Overview

Single-Block Architecture with Silica Protocol

Obsidian produces a single canonical transaction block every slot. Message payload bytes are transported via Silica Protocol data-availability sidecars, not embedded in blocks.

Canonical Blocks

Every block is a transaction block containing:

• Standard EVM transactions

• LaneBatchHeaders[] — commitments to message batches

• LaneBatchAvailabilityCertificates[] — DA proofs for each header

Sidecars

Message payload bytes live in erasure-coded sidecars:

• Committed via data_commitment in each LaneBatchHeader

• Verified via proof-of-possession (PoP) voting by lane committees

• Served for window W slots, then prunable

This separation means:

• Transaction block propagation remains stable under high message load

• Messages are first-class protocol objects via per-slot commitments

• No block type discrimination—all blocks are transaction blocks

Message Lifecycle

Step by Step

1. Submission: Users sign messages and submit them to the network. The protocol validates the signature and routes the message to the appropriate lane.

2. Batching: The Lane Leader (a validator elected for that slot and lane) collects messages and forms a batch. The leader computes the Micro Root (Merkle root of message identifiers) and Data Commitment (Merkle root of erasure-coded chunks).

3. Erasure Coding: The batch is encoded using Reed-Solomon erasure coding, producing redundant chunks. Any subset of chunks (above a threshold) can reconstruct the original data.

4. Committee Voting (PoP): Committee members receive chunks, verify possession of their assigned chunks (Proof of Possession), and sign availability votes attesting to data availability.

5. Certificate Formation: Votes aggregate into an Availability Certificate (AC) when the 2/3 threshold is met.

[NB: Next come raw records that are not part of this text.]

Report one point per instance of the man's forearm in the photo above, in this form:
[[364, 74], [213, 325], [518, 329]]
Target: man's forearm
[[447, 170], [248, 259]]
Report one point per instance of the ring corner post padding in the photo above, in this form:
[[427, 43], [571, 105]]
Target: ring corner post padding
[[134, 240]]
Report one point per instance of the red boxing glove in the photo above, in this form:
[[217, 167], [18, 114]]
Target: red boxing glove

6. Block Inclusion: Block proposer includes LaneBatchHeader + AvailabilityCertificate in the canonical block.

7. Finalization: Block finalized, message inclusion and availability both attested.

Block Timing

Two-Plane Architecture

Control Plane (Canonical Block)

This is what gets finalized on-chain. It contains normal EVM transactions plus small cryptographic commitments that point to message data stored outside the canonical block body:

• Transaction list

• LaneBatchHeaders[] (per-lane commitments)

• lane_headers_root (merkle root over headers)

• LaneBatchAvailabilityCertificates[]

Data Plane (Silica Protocol)

Message payloads are propagated across the network as data objects. These data sidecars are gossiped peer-to-peer, erasure-coded, and temporarily stored by standard validators, permanently stored by full archive nodes and sharded archive nodes:

• Sidecar bytes (message payloads)

• Erasure-coded chunk sets

• PoP votes and QCs

• Serve obligations for retention window

The Connection

Each canonical block includes cryptographic commitments that link to specific Silica data sidecars. Validators verify that the referenced data is available by participating in committee-based availability checks. Once enough independent validators confirm possession of the data, an availability certificate is produced and anchored back into the canonical block.

Consensus Integration

Obsidian uses standard Ethereum Proof-of-Stake consensus with Silica Protocol messaging integration:

• lane_headers_root: Merkle commitment to ordered LaneBatchHeader objects

• Availability Certificates: BLS aggregate signatures from lane committees attesting DA

How ACs Form

1. Lane leader proposes batch with (micro_root, data_commitment)

2. Leader erasure-codes sidecar, distributes chunks to committee

3. Committee members sample chunks, verify via PoP

4. When >= 2/3 sign, an Availability Certificate (AC) forms

5. Block proposer includes Header + AC pair (mandatory coupling)

Validity Rule

A block is INVALID if any LaneBatchHeader lacks a corresponding valid LaneBatchAvailabilityCertificate.